Gettare il cuore oltre la Manica. Ali, suo fratello e sua madre sono emigrati in Turchia, abbandonando gli studi in giurisprudenza e cominciando a lavorare in un negozio di abbigliamento. La situazione, per loro, continuava ad essere molto difficile. Hanno così deciso di trasferirsi in Occidente, ma i soldi bastavano appena per pagare il viaggio di due persone: «Non ho dimenticato quel giorno, quando sono andato a salutarli. Abbiamo pianto così tanto. Mi hanno abbracciato, baciato, perché sono il più piccolo della famiglia [ha 25 anni, ndr]. Sono il bambino», ha aggiunto con una risata.
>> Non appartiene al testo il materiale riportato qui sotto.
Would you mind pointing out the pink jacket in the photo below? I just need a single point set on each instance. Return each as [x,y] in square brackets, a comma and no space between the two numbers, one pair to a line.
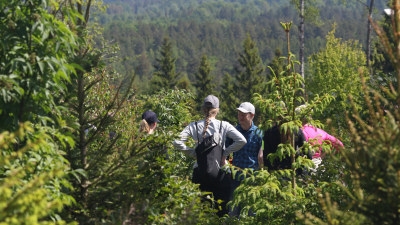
[318,136]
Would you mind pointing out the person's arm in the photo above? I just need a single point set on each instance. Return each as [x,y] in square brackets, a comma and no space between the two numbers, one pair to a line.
[180,143]
[238,139]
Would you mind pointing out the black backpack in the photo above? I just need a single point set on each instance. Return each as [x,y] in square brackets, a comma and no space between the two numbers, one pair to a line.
[209,155]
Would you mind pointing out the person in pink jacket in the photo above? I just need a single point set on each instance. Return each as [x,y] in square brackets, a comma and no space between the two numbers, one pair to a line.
[317,136]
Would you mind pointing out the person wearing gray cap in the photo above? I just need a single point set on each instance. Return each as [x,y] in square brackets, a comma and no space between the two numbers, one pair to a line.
[250,155]
[206,127]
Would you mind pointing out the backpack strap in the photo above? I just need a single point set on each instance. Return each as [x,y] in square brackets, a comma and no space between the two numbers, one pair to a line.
[197,134]
[197,131]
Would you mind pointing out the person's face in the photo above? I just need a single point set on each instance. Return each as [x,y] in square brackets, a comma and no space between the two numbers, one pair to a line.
[245,118]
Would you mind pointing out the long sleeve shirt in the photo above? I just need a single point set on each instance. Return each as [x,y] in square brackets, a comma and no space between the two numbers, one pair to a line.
[228,130]
[247,156]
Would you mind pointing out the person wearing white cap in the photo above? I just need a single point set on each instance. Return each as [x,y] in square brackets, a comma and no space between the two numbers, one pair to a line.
[149,122]
[250,155]
[206,127]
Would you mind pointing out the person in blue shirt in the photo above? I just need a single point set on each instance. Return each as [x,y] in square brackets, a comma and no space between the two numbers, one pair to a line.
[251,154]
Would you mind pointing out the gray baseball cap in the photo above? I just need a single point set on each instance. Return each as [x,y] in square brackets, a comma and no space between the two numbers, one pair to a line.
[211,101]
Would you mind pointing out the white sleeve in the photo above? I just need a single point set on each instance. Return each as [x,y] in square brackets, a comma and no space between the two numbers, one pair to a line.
[180,143]
[238,139]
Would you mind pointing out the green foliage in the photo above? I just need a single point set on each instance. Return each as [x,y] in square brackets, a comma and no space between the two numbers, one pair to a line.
[336,70]
[35,72]
[34,68]
[373,161]
[32,178]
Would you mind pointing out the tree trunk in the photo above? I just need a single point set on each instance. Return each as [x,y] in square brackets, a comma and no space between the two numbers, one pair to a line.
[371,5]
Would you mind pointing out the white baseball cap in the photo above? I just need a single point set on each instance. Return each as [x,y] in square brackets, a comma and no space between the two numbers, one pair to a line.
[247,107]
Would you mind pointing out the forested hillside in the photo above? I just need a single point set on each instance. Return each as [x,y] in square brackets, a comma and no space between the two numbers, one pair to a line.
[72,144]
[218,28]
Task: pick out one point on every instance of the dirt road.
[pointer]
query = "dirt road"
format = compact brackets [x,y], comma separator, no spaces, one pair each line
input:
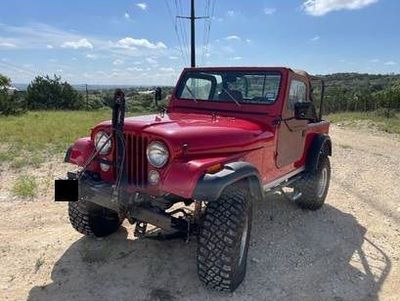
[349,250]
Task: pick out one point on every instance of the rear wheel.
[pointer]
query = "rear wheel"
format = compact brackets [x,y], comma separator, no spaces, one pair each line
[224,240]
[310,192]
[93,220]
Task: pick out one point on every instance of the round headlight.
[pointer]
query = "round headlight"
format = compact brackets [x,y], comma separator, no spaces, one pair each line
[100,140]
[157,154]
[154,177]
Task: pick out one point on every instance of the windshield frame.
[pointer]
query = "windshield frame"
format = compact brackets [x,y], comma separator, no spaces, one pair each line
[202,73]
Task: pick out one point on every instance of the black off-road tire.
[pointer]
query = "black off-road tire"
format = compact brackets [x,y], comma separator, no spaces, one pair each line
[314,186]
[92,220]
[224,236]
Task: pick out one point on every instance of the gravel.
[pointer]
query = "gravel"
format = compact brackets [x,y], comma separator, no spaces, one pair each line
[348,250]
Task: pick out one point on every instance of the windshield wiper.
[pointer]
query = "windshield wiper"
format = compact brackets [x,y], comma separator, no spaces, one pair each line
[191,93]
[229,94]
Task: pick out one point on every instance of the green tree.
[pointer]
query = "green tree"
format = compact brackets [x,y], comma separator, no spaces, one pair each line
[51,93]
[10,103]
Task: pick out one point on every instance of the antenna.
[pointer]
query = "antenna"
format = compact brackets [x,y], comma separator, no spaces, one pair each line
[192,19]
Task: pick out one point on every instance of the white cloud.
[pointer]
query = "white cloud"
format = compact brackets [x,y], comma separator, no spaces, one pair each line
[8,45]
[233,38]
[91,56]
[132,43]
[118,62]
[142,5]
[82,43]
[322,7]
[232,13]
[167,70]
[269,10]
[151,61]
[134,69]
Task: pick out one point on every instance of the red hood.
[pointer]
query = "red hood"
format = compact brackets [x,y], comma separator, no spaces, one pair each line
[201,132]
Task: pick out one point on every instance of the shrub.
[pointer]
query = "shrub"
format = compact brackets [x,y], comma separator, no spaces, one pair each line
[10,104]
[51,93]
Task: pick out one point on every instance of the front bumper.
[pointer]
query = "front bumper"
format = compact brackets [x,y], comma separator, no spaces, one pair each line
[87,188]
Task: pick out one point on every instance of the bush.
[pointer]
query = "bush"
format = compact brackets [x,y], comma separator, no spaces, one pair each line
[385,112]
[10,103]
[45,93]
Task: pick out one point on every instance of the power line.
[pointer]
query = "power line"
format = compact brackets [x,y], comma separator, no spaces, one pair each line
[192,19]
[174,25]
[183,29]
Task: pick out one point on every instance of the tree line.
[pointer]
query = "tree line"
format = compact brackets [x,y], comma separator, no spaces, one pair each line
[52,93]
[344,92]
[354,92]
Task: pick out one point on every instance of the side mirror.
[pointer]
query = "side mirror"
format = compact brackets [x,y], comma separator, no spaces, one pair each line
[157,95]
[304,111]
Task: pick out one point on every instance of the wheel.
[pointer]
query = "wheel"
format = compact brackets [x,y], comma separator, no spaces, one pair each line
[93,220]
[224,240]
[310,192]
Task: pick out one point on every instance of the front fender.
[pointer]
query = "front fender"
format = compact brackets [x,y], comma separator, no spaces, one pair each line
[210,186]
[80,152]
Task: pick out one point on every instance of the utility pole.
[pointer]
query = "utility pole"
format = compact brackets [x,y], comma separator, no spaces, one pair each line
[193,35]
[192,19]
[87,98]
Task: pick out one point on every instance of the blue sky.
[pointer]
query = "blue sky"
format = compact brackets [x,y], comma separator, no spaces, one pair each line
[135,42]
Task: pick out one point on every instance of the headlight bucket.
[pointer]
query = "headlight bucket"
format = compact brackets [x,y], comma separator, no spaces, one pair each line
[100,139]
[157,154]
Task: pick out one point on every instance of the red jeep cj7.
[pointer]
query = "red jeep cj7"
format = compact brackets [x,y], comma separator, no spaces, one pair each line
[227,136]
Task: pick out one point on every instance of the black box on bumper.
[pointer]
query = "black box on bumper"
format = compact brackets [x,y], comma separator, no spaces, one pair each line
[86,188]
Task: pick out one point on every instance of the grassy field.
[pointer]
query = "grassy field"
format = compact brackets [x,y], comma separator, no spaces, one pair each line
[29,139]
[356,119]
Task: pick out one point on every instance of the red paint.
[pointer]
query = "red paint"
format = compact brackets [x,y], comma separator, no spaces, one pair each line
[214,133]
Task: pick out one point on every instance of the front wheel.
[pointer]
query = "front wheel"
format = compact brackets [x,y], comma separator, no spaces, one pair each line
[93,220]
[224,240]
[310,192]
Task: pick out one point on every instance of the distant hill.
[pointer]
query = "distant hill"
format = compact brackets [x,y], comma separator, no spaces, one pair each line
[374,82]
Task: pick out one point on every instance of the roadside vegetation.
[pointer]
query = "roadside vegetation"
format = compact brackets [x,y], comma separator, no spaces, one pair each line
[370,120]
[25,187]
[40,123]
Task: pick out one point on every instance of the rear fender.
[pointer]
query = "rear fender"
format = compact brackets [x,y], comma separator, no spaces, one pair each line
[321,144]
[210,186]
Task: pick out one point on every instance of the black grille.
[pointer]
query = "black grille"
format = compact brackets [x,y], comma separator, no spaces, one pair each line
[136,160]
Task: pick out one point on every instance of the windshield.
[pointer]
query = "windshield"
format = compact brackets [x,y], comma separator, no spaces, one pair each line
[230,86]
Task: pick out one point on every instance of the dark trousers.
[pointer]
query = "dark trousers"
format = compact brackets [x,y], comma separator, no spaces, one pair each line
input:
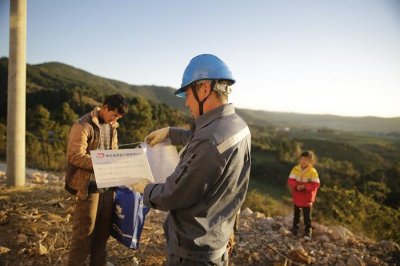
[91,226]
[306,217]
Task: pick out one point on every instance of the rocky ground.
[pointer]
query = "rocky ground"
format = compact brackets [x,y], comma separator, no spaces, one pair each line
[35,227]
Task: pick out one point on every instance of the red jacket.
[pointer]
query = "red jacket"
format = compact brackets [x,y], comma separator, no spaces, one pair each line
[307,177]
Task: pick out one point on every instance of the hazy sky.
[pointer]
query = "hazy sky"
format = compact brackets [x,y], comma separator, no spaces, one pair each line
[316,56]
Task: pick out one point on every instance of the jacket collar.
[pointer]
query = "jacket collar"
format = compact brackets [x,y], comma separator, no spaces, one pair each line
[220,111]
[95,118]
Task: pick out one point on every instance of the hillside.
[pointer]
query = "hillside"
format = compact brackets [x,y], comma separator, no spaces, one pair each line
[294,120]
[35,229]
[56,76]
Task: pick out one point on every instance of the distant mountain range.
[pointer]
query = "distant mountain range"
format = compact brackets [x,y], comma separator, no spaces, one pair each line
[56,76]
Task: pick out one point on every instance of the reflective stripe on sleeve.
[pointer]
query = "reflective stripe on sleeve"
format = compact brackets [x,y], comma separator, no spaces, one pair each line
[233,140]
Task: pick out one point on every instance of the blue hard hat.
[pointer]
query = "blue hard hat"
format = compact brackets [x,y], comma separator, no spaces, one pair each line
[204,67]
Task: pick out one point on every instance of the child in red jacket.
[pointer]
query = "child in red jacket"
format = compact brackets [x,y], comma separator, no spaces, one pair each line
[304,183]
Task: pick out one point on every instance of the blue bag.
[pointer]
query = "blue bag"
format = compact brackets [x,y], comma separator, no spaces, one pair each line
[129,213]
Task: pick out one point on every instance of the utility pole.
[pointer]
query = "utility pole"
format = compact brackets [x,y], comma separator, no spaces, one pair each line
[16,102]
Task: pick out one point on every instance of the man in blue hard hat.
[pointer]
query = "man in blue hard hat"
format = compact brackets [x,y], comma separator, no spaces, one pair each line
[209,185]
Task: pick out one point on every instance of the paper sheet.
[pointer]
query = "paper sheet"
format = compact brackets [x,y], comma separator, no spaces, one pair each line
[163,159]
[120,167]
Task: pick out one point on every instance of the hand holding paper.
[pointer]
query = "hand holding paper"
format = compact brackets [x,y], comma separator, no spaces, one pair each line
[157,136]
[139,186]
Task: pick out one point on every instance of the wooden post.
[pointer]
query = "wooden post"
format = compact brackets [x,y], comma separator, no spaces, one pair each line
[16,105]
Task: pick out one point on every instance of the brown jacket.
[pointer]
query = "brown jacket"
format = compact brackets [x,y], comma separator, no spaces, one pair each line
[84,137]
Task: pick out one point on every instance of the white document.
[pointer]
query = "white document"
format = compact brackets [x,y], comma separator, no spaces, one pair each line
[129,166]
[120,167]
[163,159]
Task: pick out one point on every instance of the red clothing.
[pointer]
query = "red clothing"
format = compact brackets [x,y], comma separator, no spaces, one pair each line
[307,177]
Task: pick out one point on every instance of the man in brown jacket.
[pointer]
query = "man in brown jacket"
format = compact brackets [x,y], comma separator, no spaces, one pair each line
[93,209]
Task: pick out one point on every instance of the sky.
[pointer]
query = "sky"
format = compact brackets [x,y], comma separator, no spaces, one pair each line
[338,57]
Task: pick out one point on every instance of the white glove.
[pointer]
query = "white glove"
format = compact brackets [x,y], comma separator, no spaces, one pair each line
[139,186]
[157,136]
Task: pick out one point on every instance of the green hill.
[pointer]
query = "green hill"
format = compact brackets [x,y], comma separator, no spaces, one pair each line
[56,76]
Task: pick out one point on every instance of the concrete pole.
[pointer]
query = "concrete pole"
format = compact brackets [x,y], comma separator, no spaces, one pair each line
[16,105]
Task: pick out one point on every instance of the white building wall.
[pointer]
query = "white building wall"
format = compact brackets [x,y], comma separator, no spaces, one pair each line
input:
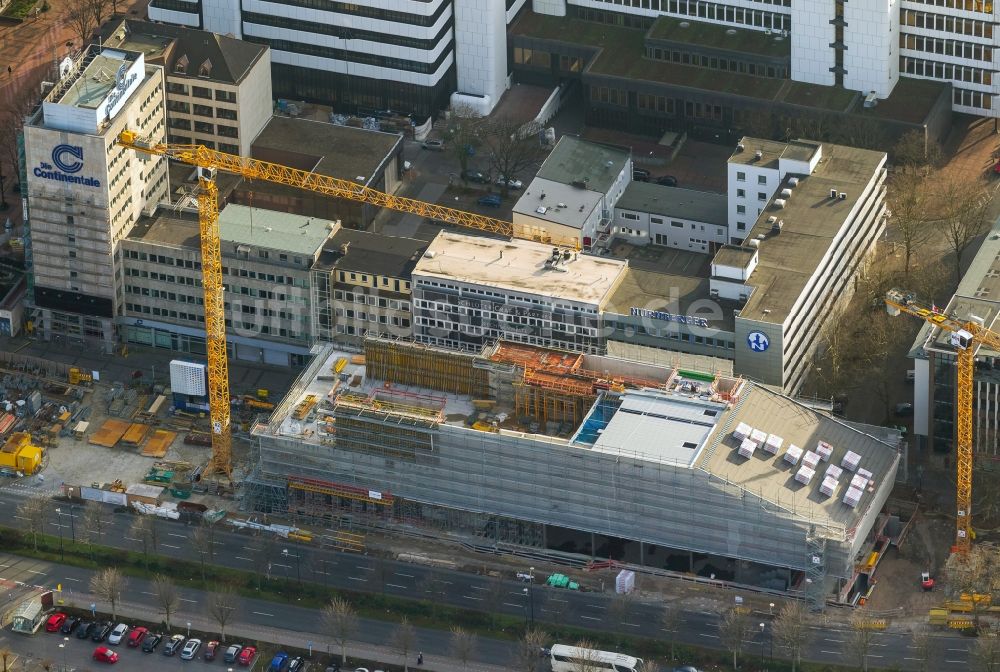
[872,38]
[812,34]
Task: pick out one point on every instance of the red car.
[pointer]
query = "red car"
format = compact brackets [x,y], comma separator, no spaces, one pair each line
[247,654]
[103,654]
[55,622]
[136,636]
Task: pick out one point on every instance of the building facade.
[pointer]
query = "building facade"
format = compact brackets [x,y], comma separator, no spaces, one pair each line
[85,192]
[218,88]
[398,55]
[266,256]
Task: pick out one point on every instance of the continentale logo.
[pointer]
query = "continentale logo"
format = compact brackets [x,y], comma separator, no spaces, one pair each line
[67,160]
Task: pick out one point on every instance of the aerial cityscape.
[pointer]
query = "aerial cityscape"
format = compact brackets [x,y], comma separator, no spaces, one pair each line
[500,335]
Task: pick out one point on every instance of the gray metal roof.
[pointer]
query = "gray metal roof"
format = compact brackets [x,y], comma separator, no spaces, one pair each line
[700,206]
[670,429]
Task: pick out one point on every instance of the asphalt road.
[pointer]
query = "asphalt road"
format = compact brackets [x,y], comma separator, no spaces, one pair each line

La madre e il fratello sono riusciti a raggiungere le sponde inglesi, mentre Ali è rimasto a Istanbul. È però riuscito a racimolare il denaro necessario per partire a sua volta e, tre mesi fa, ha lasciato la Turchia. Da otto settimane si trova a Calais, il “limbo” dei rifugiati. In questo lasso di tempo ha tentato per trentatré volte di attraversare la Manica. Ci prova praticamente ogni giorno, ogni giorno raggiunge il punto più vicino alla sua famiglia. Nel frattempo, parla con la madre per telefono: «Ogni due ore, mi chiama. Tutti i giorni. “Dove sei?”, “Dove vai?”, “Cosa stai facendo? Prego perché tu arrivi”, mi dice sempre. “Devi provare. Devi vedermi, voglio vederti”. E io rispondo: “Va bene, mamma, per favore. Lo so, non sono bravo a lasciare la giungla. Ma non piangere. Sto arrivando! Arrivo ogni giorno”».